20/05/2018 10:00 SAST | Updated 20/05/2018 10:00 SAST

Cyril Ramaphosa: ANC Must Give Direction On Land Reform

“Land is about dignity, it's about identity, it is about security,” said the president at the ANC summit to discuss expropriation without compensation.

President Cyril Ramaphosa at the ANC summit on land expropriation in Johannesburg on May 19 2018.
GULSHAN KHAN via Getty Images
President Cyril Ramaphosa at the ANC summit on land expropriation in Johannesburg on May 19 2018.

The ANC must explore all options in order to bring about meaningful restitution, redistribution and tenure reform in South Africa. This is the task laid out by President Cyril Ramaphosa to party members as he opened its inaugural land summit on Saturday.

"To our people, indeed to all people, land is about dignity, it's about identity, it is about security," said the president.

The historical workshop, which took place in Boksburg, Ekurhuleni, dealt with what Ramaphosa described as the "biggest political debate on any issue since 1994".

It was mostly attended by ANC national executive members and leaders from some of the party's leagues. The workshop's aim was to comb through the many differing views within the governing party on the land question, and to chart a way forward.

'Original sin'

Party members are divided on whether section 25 of the Constitution should be amended, and whether all land should be expropriated and nationalised under state ownership.

Ramaphosa gave the workshop a brief history lesson, describing the process which led to the dispossession of land as the "original sin".

"We are meeting here today to fulfil an undertaking that the founders of our movement made over a century ago," he said.

He added that the party had fought for the wealth of the country to be shared and for the rights of all its people to be equally and universally respected.

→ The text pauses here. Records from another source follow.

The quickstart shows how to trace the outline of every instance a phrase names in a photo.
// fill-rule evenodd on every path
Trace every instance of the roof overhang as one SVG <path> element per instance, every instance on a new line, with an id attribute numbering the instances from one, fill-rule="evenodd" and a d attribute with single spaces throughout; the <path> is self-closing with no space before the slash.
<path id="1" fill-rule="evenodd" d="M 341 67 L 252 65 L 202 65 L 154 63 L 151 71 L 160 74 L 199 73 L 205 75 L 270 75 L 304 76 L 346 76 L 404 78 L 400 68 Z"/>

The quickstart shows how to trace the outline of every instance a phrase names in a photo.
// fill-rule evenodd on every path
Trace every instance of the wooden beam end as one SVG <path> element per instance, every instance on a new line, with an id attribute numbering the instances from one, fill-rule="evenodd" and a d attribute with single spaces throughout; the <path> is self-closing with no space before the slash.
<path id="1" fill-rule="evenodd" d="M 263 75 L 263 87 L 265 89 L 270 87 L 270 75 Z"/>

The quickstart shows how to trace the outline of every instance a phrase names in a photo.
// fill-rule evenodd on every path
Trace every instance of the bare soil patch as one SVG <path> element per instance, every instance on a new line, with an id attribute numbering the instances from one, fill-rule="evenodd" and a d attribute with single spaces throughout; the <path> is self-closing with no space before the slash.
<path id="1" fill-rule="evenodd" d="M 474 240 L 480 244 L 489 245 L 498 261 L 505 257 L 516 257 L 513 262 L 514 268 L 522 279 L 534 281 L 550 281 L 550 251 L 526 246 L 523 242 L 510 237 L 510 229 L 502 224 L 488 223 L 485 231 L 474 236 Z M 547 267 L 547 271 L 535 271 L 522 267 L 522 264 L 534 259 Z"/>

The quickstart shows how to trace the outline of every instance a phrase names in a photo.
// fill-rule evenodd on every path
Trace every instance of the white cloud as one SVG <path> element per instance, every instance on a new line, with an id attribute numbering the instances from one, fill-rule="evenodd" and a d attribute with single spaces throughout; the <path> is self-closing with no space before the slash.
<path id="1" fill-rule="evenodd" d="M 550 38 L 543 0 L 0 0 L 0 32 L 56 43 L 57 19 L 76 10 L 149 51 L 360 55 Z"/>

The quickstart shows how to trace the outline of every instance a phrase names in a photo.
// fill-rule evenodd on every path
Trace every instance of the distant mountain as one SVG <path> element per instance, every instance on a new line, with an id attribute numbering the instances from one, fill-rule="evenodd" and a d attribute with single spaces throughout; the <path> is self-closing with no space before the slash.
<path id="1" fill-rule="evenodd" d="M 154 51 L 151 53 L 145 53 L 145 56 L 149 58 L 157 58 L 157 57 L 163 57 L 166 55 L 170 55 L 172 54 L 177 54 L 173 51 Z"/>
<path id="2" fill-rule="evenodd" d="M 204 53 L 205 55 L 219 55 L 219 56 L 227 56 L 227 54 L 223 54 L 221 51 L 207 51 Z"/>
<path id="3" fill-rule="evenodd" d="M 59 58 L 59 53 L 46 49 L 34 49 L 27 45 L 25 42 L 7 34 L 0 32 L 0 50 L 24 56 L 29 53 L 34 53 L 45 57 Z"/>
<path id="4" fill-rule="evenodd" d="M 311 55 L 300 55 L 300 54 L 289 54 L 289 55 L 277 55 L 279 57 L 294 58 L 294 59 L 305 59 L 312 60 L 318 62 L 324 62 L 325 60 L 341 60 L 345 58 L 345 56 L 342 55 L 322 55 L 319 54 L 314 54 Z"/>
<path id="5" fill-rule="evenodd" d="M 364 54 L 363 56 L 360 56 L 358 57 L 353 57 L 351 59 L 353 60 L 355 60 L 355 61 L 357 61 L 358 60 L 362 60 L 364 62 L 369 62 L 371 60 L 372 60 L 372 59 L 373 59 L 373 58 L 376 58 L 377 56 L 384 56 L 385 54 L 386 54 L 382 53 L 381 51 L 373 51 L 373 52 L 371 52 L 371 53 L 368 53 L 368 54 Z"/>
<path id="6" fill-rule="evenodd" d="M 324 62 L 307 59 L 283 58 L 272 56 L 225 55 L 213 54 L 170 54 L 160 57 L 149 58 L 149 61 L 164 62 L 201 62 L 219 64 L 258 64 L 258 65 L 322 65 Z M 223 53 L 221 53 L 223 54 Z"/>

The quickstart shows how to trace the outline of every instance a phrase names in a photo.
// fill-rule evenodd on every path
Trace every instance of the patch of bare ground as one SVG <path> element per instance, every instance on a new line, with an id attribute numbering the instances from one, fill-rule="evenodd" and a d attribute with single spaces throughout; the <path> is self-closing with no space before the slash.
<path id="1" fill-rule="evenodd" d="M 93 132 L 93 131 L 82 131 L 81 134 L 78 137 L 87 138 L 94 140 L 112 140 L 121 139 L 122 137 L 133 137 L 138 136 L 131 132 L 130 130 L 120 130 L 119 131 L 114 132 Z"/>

In February, Parliament passed a motion originally brought by the EFF — but only after it had been amended by the ANC to "review" the relevant section of the Constitution, rather than scrapping it without investigation, as called for in the EFF's original motion — to examine how to expropriate land without compensation .

The constitutional review committee has been tasked with assessing whether there is indeed a need to amend the Constitution to allow the state to expropriate land without compensation, which several legal experts have said is not the case — claiming that the current Constitution does allow for the process, if government has the will to implement the relevant legislation. The committee is currently receiving public comments on the issue.

'Grave historical injustice'

Former presidents Kgalema Motlanthe and Jacob Zuma also attended the event, with the former delivering an address on the diagnosis and assessment of progress made by the ANC government in dealing with land reform.

"By addressing the land question, we are engaged in an effort to undo a grave historical injustice," said Ramaphosa.

The ANC president described land as an economic resource, saying it had been historically used to only serve a narrow sector of society.

"From the days of colonial conquest, the South African economy has been designed to underperform," he said.

He added that the country's assets, which included the land, mineral and its human resources and enterprises, were owned and controlled in a way that did not allow for their full value to be used.

"For as long as ownership, control and management are concentrated in the hands of few — and serve the interests of a few — South Africa will not be able to realise the potential of its economic assets," said the president.

Ramaphosa warned that there would not be a single solution to the issue, urging the workshop to explore the many options and examples set by other countries in addressing their own land issues.

He said the land summit was the direct result of a decision adopted at the ANC's watershed December conference, which saw him succeed Zuma. Ramaphosa said the party took a decision that expropriation of land without compensation should be one of the key mechanisms available to government to give effect to land reform and redistribution.

"This workshop needs to provide direction on how we use this mechanism most effectively to advance land reform, promote agricultural production, reduce poverty, create employment and enhance food security," he said.